Embed indented HTML in Markdown with Pandoc

2020-07-13 13:07发布

问题:

I have some embedded HTML in my Markdown (bulleted list within a table). Is there a way to indent my HTML without Pandoc treating it as a verbatim code block?

回答1:

Sort of, but you have to change Pandoc's defaults.

The Markdown rules expressly prohibit this:

The only restrictions are that block-level HTML elements — e.g. <div>, <table>, <pre>, <p>, etc. — must be separated from surrounding content by blank lines, and the start and end tags of the block should not be indented with tabs or spaces.

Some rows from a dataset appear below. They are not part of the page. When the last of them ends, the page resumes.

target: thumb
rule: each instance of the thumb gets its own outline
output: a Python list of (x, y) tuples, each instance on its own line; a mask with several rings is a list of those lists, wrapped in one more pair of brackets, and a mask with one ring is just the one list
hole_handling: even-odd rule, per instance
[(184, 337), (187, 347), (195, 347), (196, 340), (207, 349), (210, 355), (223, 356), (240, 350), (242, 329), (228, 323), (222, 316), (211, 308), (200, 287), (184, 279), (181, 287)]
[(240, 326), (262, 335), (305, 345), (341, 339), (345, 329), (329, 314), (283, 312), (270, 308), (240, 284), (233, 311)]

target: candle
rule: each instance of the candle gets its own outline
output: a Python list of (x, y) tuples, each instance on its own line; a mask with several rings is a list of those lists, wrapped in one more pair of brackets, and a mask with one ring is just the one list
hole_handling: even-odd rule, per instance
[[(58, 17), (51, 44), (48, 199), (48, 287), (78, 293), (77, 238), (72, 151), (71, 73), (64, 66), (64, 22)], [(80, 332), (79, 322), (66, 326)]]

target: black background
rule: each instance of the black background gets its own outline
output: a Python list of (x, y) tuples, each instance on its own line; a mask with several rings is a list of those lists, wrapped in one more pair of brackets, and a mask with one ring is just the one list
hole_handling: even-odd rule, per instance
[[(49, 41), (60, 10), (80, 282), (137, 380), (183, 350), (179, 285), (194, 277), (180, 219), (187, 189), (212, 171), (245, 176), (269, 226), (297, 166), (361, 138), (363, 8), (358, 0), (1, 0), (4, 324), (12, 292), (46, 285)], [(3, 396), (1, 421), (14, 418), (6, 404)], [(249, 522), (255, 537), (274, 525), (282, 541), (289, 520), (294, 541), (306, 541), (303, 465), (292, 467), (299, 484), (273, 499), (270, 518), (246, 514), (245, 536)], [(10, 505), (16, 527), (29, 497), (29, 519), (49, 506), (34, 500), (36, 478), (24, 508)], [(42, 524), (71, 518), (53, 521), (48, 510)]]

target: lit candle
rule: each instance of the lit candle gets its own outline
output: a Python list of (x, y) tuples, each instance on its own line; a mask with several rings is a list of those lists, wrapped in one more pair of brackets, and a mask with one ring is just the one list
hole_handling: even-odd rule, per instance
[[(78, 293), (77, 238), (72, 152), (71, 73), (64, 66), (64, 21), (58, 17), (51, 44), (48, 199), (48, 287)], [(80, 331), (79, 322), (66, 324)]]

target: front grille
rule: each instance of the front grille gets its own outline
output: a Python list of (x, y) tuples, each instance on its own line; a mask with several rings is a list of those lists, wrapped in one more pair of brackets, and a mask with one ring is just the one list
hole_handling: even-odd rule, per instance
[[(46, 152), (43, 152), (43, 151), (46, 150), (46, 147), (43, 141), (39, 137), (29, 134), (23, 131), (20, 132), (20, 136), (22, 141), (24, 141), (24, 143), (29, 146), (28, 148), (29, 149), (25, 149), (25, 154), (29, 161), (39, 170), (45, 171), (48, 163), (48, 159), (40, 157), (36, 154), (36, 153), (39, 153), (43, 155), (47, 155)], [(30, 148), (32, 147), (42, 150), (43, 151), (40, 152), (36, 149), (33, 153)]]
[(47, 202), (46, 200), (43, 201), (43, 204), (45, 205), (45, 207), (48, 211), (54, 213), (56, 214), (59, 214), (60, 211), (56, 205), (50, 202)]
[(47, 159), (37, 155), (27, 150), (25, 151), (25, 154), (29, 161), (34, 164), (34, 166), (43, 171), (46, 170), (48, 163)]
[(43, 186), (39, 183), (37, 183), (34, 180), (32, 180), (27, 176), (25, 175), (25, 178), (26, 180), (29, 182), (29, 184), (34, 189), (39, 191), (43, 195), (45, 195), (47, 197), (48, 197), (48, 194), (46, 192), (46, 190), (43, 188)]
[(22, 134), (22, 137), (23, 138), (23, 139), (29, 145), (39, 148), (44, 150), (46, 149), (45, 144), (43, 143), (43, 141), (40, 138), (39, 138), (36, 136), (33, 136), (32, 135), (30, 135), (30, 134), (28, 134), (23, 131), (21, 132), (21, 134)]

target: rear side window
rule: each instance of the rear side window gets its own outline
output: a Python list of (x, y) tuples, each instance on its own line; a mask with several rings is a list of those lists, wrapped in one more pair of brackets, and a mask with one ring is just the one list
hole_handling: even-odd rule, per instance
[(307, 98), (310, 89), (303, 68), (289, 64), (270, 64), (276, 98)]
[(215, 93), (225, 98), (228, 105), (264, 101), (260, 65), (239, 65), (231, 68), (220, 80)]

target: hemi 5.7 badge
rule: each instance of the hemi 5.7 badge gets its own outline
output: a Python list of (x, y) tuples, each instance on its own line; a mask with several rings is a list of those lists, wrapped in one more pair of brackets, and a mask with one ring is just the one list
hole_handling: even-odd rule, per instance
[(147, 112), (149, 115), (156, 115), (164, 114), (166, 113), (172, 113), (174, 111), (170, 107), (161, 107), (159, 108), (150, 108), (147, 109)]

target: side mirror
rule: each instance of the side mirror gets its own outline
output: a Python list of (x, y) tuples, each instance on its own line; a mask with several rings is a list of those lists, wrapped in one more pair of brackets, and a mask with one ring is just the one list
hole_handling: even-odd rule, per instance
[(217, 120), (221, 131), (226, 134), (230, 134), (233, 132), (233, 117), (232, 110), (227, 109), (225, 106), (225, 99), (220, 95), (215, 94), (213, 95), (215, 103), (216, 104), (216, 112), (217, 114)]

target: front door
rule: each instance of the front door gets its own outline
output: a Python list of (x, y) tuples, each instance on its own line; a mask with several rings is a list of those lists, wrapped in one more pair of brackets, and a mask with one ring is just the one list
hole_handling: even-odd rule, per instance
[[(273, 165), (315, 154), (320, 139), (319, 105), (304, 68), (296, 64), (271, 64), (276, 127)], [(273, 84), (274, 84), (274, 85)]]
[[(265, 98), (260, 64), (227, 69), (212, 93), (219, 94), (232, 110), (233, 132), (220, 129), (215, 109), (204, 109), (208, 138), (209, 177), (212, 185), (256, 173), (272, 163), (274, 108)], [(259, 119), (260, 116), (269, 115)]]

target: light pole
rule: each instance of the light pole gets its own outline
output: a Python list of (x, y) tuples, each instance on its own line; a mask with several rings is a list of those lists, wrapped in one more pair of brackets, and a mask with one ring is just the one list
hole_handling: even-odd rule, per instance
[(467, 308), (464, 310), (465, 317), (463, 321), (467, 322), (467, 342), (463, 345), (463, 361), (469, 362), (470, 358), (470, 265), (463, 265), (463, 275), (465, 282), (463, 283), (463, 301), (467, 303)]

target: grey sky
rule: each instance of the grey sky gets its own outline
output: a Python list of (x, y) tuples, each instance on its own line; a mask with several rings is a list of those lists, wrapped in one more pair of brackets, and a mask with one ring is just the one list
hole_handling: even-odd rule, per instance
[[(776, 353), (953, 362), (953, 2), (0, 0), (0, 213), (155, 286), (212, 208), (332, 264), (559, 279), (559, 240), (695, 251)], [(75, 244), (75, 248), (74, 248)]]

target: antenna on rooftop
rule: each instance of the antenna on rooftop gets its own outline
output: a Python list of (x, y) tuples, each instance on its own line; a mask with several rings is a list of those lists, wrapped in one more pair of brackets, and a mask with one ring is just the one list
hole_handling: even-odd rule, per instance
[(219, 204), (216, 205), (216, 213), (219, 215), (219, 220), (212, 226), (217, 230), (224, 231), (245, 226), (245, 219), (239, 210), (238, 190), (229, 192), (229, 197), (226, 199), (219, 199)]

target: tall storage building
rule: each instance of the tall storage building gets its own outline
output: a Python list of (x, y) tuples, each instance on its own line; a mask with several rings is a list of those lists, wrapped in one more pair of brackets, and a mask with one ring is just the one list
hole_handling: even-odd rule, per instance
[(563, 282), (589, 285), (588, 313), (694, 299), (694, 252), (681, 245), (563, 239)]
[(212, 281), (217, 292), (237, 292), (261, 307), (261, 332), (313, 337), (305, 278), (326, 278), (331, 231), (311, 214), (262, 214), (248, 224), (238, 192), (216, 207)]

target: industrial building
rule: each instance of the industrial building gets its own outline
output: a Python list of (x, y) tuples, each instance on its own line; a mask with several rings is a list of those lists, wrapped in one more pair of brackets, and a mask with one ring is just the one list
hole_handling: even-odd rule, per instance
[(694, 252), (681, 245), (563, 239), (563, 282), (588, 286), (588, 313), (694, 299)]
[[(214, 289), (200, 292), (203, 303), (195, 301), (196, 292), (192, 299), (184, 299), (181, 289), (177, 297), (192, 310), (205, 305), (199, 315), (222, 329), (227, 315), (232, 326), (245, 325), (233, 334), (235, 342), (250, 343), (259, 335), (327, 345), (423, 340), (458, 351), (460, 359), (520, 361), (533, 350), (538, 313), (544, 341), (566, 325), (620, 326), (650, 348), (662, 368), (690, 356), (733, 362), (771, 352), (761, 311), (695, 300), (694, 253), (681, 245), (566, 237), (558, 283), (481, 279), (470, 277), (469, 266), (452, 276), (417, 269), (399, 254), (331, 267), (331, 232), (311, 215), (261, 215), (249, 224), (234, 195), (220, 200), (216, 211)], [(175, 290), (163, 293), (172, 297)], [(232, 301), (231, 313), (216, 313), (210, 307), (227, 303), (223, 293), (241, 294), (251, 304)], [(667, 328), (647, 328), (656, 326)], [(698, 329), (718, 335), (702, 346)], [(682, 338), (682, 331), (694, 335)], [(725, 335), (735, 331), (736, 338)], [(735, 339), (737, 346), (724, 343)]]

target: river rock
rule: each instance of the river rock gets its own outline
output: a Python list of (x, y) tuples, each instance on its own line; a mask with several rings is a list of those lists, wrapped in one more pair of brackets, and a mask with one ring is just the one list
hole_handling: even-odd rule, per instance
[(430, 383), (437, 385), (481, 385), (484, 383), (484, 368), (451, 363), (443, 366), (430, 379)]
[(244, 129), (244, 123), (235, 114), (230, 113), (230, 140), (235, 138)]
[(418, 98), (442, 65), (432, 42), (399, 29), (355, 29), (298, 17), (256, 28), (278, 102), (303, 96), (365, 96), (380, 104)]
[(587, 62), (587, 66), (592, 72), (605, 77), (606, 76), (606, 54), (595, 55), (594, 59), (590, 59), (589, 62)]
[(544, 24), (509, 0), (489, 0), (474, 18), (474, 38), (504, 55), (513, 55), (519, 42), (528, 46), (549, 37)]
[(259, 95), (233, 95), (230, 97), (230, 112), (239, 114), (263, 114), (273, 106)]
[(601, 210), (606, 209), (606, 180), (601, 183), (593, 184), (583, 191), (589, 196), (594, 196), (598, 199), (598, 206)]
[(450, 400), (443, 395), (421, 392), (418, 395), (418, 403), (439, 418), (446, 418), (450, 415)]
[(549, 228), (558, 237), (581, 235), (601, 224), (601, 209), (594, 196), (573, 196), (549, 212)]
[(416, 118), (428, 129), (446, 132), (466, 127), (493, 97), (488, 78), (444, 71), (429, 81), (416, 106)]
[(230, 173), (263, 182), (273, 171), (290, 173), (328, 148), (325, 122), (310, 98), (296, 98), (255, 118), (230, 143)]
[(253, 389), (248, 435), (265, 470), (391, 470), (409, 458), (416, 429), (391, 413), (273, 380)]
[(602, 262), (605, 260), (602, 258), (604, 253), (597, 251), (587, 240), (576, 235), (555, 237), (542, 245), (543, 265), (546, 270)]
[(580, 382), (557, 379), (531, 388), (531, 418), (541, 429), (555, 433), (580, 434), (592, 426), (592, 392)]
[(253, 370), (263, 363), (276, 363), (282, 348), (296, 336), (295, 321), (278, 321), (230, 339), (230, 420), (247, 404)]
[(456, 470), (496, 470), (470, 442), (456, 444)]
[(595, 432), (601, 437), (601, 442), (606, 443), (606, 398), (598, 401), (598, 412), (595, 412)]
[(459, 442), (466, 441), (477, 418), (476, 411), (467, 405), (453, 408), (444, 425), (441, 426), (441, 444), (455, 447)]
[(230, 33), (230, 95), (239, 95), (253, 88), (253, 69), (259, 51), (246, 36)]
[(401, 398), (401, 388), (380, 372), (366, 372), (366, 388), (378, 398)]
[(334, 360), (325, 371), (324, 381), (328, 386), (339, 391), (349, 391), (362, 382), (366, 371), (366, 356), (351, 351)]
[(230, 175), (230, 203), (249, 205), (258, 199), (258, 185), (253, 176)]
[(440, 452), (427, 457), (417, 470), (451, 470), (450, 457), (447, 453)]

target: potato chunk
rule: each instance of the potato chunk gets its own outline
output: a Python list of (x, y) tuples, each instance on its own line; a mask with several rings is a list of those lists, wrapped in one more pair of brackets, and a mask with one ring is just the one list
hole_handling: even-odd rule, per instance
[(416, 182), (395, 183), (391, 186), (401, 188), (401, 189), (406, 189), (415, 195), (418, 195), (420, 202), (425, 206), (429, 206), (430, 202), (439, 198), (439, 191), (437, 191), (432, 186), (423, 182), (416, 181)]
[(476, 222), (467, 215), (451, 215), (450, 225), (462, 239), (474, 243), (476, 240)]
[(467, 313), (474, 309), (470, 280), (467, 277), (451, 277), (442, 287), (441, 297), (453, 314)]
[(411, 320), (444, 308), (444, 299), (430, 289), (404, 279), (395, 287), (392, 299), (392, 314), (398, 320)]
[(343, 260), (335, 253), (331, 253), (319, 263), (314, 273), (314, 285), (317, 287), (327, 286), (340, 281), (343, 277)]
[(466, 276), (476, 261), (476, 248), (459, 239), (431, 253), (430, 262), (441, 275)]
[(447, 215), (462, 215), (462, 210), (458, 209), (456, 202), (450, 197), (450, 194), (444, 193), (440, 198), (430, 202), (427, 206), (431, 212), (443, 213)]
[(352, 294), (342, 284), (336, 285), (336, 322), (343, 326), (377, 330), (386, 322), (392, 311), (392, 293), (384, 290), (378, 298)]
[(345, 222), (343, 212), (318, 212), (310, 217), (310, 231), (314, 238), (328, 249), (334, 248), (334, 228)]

However, if you notice, the above quoted rule does specifically state that only "the start and end tags of the block should not be indented." There is no restriction from indenting the content inside the "the start and end tags". In fact, the content between ""the start and end tags" is not even processed as Markdown, so feel free to indent away. In other words, this is completely acceptable:

<table>
    <thead>
        <tr>
            <th>A header</th>
        </tr>
    </thead>
</table>

Except that it doesn't work in Pandoc by default. As explained in Pandoc's documentation:

Standard Markdown allows you to include HTML “blocks”: blocks of HTML between balanced tags that are separated from the surrounding text with blank lines, and start and end at the left margin. Within these blocks, everything is interpreted as HTML, not Markdown; so (for example), * does not signify emphasis.

Pandoc behaves this way when the markdown_strict format is used; but by default, pandoc interprets material between HTML block tags as Markdown.

Therefore you either need to use the raw_html extension or the markdown_strict output format.

For "strict mode" use:

pandoc --from markdown_strict

Or to not use strict mode but still get the HTML behavior you want (disable markdown_in_html_blocks extension and enable raw_html extension):

pandoc --from markdown-markdown_in_html_blocks+raw_html